To live in this world
you must be able
to do three things:
to love what is mortal;
to hold it
against your bones knowing
your own life depends on it;
and, when the time comes to let it go,
to let it go.
What happened when I said good-bye to my dog is that I set my dog free, as well as a part of me that is forever connected to her. She showed me directly that the act of being committed to the wellbeing of another is a gift that never stops giving. The pain of letting her go transformed into the love that never dies. What I am left with is deep gratitude and a well of memories that make me smile.
A precious story about a precious sweetheart. Sophie spirit and sweetness will always live on in my heart.
So lovely. Almost at the same time my friend Barbara Marx Hubbard left her body. And the love you have for your dog I have for cats.
I am sure this blog touched all of us who let go of a prescious sentient in our lives. Thank you for writing so beautifully about Sophie.
Thanks Diane. I wanted to honor that little character who gave so much!
Kathleen, Everything you write is so heartfelt and this one is tops.
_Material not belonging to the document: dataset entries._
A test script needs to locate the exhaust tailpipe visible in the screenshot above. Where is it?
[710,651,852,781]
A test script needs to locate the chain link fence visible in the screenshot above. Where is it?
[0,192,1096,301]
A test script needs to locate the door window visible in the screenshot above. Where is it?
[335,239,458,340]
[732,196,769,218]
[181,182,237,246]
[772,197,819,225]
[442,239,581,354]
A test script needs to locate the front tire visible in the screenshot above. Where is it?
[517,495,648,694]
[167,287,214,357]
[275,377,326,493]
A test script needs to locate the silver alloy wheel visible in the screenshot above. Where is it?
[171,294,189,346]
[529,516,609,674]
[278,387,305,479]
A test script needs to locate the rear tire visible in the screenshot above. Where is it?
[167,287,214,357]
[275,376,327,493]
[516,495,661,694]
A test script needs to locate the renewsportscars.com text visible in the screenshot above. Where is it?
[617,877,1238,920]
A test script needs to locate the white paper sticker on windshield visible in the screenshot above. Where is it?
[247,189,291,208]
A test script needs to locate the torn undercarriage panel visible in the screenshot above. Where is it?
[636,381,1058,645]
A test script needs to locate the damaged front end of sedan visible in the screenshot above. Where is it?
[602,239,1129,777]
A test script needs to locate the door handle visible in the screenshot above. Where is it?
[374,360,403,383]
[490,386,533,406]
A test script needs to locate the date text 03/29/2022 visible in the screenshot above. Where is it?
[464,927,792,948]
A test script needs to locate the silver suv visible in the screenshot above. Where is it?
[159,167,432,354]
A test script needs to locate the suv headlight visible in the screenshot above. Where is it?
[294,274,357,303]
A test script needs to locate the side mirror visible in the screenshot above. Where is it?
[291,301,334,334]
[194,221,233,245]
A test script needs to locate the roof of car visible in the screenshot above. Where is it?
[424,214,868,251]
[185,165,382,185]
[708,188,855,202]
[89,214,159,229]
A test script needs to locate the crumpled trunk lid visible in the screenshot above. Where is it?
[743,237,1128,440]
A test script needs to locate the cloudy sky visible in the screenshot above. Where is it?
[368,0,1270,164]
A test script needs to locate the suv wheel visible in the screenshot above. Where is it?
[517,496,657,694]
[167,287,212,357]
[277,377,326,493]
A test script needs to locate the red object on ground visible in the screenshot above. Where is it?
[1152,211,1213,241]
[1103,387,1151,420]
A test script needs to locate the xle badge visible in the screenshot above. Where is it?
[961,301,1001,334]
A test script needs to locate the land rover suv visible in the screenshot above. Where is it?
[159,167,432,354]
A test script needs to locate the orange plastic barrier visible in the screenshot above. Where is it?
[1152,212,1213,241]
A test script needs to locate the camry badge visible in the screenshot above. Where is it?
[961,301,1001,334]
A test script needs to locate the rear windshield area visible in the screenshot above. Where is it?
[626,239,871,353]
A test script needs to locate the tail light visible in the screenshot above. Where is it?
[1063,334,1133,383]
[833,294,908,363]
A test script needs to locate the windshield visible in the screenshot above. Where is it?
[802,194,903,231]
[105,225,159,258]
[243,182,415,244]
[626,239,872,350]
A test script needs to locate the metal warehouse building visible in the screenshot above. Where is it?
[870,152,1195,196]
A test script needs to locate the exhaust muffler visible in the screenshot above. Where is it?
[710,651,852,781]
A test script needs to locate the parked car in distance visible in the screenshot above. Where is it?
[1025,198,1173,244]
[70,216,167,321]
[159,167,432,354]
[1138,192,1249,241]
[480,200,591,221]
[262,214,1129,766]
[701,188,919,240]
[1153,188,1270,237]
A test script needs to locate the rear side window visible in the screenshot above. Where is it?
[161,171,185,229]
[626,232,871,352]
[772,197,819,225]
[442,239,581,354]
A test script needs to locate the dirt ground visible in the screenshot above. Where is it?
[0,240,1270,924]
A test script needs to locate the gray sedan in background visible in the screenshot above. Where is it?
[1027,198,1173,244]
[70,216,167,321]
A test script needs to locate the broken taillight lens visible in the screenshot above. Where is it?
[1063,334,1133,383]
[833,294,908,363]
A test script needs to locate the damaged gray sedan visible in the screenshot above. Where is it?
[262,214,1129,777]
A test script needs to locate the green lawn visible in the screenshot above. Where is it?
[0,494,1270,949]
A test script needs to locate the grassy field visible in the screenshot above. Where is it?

I know you loved Sophie to the moon and back and what grace you have in letting her go. I honor that!
Thank you Nina. You know the love. We would do anything for them, and they for us!
A big hug to you Kathleen!
With love, Billie
I feel it Billie. You would have liked Sophie!
No one who has shared a beloved connection with a companion such as yours could possibly read your post without shedding a tear for all of the connections we’ve shared, grieving and exuding joy at the same time over our loss and our tremendous gain. Thank you for sharing this, Kathleen.
Thank you Gary. We are the lucky ones…..those who know the love of an animal so true.
Blessings to you Kathleen. I so enjoyed your sharing the experience. I love the way you write and express yourself.
Thank you. Sophie was happy I shared our love story.
Dogs bring unspeakable amounts of joy. I’m so sorry for your loss.
Unspeakable!! Thank you Courtney.
Very sweet story. Thank you for sharing it with us, using your gift of writing.
Thank you Lynette. Words do connect us, as we all know the love.
Love to you, Kathleen. Sophie will be missed.
Thank you Francine. The house feels very empty!
I shared Sophie’s and your love story on Facebook Kathleen because you were kind enough to share. I botched the day of one of my dog’s passing. We made the call with the advice of the vet
but it was too soon for her. I felt awful and then one day, a few months later at an animal communication workshop, she came bouncing up to me during the meditation and let me know how happy she was and not to worry, that I had not screwed up after all. It was a huge surprise and deep relief. Dogs really do give us the experience of deepest love and devotion. Sending appreciation for you………………..
Thank you Candy. They are so very forgiving!